0326 - Burg der tausend Schrecken
Das Bild der Burg blieb noch für die Dauer einiger Sekunden, und Zamorra vernahm einen Namen.
Castillo Ferreira!
Dann verlosch das Bild endgültig.
Zamorra sah in die Gesichter der Wirtshausbesucher, die sich neugierig seinem Tisch genähert hatten und ihn und Nicole gespannt ansahen.
»Es ist nichts«, sagte Zamorra. »Ich habe nur einen kleinen Zaubertrick für meinen nächsten Auftritt erprobt, Señores. Alles ganz harmlos.«
Aber er wußte, daß es alles andere als harmlos war!
***
Später, als sie ihr Zimmer im Obergeschoß des kleinen Gasthauses aufgesucht hatten, warf sich Nicole mit ausgebreiteten Armen rücklings auf das Bett, verschränkte die Arme dann unter dem Kopf und sah Zamorra auffordernd an.
»Was war mit diesem Castillo?«
»Hast du es nicht auch gespürt?« fragte er zurück und erzählte, was er empfunden und empfangen hatte. Nicole erhob sich wieder. »Castillo Ferreira«, wiederholte sie. »Das ist seltsam. Castillo heißt Burg. Ferreira müßte demnach der Name dieser Burg sein.«
»Vielleicht sollten wir einmal feststellen, wo sich diese Burg befindet«, schlug Zamorra vor. »Dann sehen wir weiter. Irgend etwas geschieht dort, das unsere Anwesenheit erfordert, sonst hätte das Amulett sich nicht so bemerkbar gemacht. Und ich schätze, daß dieses Castillo in der Nähe ist.«
»In Zweifelsfällen dürfte also der Alkalde oder der Wirt oder der Dorfpolizist oder sonstwer Bescheid wissen«, sagte Nicole. »Trotzdem… versuchen wir’s mal hiermit.« Sie kramte an Kartenwerk hervor, was sie besaßen - ein Autoreiseatlas von Frankreich, der die angrenzenden Pyrenäen und ein Stück von Spanien zeigte. Anhand dieser Karte hatten sie sich bei ihrem gerade abgeschlossenen Fall orientiert, und in den Pyrenäen, in einem kleinen Dorf am Roncesvalles-Paß, befanden sie sich auch jetzt noch, nachdem der Werwolf und die Dämonendiener ausgeschaltet worden waren. Werwölfe, hatte Zamorra gemurmelt, schienen zu einer spanischen Spezialität zu werden - immerhin hatten sie vor einiger Zeit schon einmal mit einem Werwolf zu tun gehabt, allerdings in der Nähe von Barcelona, und da war es nicht so ein stinknormales Biest gewesen, sondern ein MÄCHTIGER, der in dieser Gestalt auftrat.
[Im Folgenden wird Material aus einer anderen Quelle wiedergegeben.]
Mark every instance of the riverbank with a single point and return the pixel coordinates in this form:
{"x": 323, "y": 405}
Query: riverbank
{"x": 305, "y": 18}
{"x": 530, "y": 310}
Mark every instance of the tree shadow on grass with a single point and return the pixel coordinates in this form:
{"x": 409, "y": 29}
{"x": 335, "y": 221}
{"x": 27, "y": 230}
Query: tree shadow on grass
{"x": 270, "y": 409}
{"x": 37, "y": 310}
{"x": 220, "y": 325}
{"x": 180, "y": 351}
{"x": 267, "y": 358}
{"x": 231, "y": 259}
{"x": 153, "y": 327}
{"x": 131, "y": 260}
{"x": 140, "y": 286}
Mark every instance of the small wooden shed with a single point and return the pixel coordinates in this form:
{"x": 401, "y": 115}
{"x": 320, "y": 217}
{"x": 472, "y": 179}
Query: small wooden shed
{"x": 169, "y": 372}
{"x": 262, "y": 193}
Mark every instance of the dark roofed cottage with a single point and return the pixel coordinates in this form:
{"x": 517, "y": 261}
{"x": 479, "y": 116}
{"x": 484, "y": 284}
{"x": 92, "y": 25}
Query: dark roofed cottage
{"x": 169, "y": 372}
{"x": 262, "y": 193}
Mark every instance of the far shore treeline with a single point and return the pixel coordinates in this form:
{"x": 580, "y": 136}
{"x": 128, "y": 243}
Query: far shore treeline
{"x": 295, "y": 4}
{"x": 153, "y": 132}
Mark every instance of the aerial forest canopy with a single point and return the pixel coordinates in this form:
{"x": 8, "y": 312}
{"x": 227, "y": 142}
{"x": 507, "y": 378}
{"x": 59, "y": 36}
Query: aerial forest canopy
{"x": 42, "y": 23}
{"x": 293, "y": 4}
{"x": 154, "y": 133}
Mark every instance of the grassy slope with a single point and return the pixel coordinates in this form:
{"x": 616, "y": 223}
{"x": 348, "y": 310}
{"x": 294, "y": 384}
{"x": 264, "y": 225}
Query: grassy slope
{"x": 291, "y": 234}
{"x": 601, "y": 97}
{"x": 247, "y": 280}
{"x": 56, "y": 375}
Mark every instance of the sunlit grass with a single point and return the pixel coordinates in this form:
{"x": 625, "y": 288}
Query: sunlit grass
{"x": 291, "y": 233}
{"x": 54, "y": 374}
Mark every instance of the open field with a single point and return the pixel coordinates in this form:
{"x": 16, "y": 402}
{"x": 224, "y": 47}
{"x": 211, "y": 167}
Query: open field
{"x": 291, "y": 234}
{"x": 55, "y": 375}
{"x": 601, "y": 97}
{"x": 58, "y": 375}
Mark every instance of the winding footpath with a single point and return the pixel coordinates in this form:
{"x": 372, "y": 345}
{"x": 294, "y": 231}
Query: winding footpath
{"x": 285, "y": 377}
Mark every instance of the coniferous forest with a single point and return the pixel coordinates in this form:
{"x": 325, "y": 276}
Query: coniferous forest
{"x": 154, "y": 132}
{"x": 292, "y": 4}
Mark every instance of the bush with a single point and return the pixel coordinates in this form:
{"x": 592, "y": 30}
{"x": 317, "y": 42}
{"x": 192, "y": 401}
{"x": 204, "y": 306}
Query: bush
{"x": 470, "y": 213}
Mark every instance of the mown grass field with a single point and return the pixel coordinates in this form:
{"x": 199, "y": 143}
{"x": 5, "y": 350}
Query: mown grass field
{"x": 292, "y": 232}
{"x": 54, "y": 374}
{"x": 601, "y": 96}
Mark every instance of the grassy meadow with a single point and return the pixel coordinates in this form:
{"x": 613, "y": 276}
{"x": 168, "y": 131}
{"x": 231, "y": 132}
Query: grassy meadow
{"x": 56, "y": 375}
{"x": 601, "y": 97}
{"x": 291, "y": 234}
In der Umgebung war kein Castillo Ferreira verzeichnet.
Zamorra hatte einen Verdacht. Er klappte den Atlas um, schlug die große Europa-Seite auf und hielt das Amulett über Spanien. Er konzentrierte sich auf das, was ihm die silbrige Scheibe gezeigt hatte, und versuchte sie wieder zu aktivieren. Merlins Stern reagierte sofort.
Dort, wo sie sich befanden, flammte die Karte auf. Es war, als sei das Sonnenlicht durch ein Brennglas verstärkt worden und habe ein Feuer entzündet. Das Feuer fraß sich blitzschnell über die gesamte Doppelseite. Nicole schrie auf und wollte das Feuer löschen, aber Zamorra stoppte sie mit schnellem Griff.
Solange der Atlas auf dem Tisch lag, konnte kein Zimmerbrand entstehen, wenn man das flammende Ding mit gekonntem Schwung ins Waschbecken der Waschnische warf. Höchstens die Tischdecke konnte ein Fall für die Zimmerrechnung werden.
Aber Zamorra wollte wissen, warum ihm das Amulett auf eine so aggressive Weise den Standort der Burg zeigen wollte.
Das Feuer breitete sich aus. Es begann die gesamte Doppelseite zu zerfressen und sparte nur ein bestimmtes Muster aus. Linien, die einen Umriß ergaben… aber innerhalb dieses Umrisses brannte es fröhlich weiter. Eine bräunliche, hauchdünne Papierasche blieb als gewellte Folie zurück.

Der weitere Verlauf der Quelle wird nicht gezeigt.